The pitted surface of the concrete throughout the estate is a deliberate architectural effect designed to emphasise the strength and monolithic quality of the material. Concrete for the buildings and the balustrades of the podium was all batched and mixed on site. Left as it was, the columns would seem to be made of rings, one on top of the other. The idea was to get rid of the horizontal joints between the successive sections of concrete by hammering the entire surface.
Originally the design of the exterior of the buildings involved polished concrete or ceramic material, Subsequently the architects changed their design of the exterior of the buildings to rough concrete. The use of crudely finished concrete had been championed by Le Corbusier. In one of his buildings, Maison Jaoul, Le Corbusier had used crude concrete barrel vaults combined with oak woodwork and rustic brickwork. Perhaps the architects included this building in their travels. Certainly the use of barrel-vaulted roofs for the terrace blocks is one of the most characteristic motifs of the Barbican.
A deep pick hammered finish was used on the outside of the buildings. You will see it in all the walls and columns.

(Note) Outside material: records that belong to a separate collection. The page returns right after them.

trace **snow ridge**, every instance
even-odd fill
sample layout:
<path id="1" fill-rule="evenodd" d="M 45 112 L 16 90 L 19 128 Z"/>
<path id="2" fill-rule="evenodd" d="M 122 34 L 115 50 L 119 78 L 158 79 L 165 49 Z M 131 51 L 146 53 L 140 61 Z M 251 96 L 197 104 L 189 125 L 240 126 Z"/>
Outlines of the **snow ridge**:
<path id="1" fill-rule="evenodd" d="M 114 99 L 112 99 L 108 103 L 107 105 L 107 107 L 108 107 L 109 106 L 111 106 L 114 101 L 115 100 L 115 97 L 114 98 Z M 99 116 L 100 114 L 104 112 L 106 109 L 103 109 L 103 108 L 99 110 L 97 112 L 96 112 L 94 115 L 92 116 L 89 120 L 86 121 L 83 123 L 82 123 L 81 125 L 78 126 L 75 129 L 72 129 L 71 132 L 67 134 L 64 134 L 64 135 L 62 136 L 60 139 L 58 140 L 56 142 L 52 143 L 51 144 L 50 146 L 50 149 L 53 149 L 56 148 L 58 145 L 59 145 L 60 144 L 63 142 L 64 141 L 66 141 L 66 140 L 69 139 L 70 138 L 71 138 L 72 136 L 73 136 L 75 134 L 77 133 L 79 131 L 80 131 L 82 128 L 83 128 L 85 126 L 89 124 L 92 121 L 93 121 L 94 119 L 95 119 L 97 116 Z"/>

The architects first pioneered it in their earlier Golden Lane Estate development. It was quite successful. Columns do seem to be single monolithic structures. But if you look closely at some of them you can still perceive the different parts beneath the surface. A softer brush hammered texture is used inside buildings on stairs and landings.
The other reason for the pick hammering was to ensure that the granite-based concrete would weather to a uniform stone grey colour with the minimum of streaking. In their 1959 report the architects said: “We have therefore selected natural materials, the texture and colour of which stems from their nature so that some degree of weathering produces an acceptable patina rather than objectionable discolorization”. They weren’t quite so fortunate there.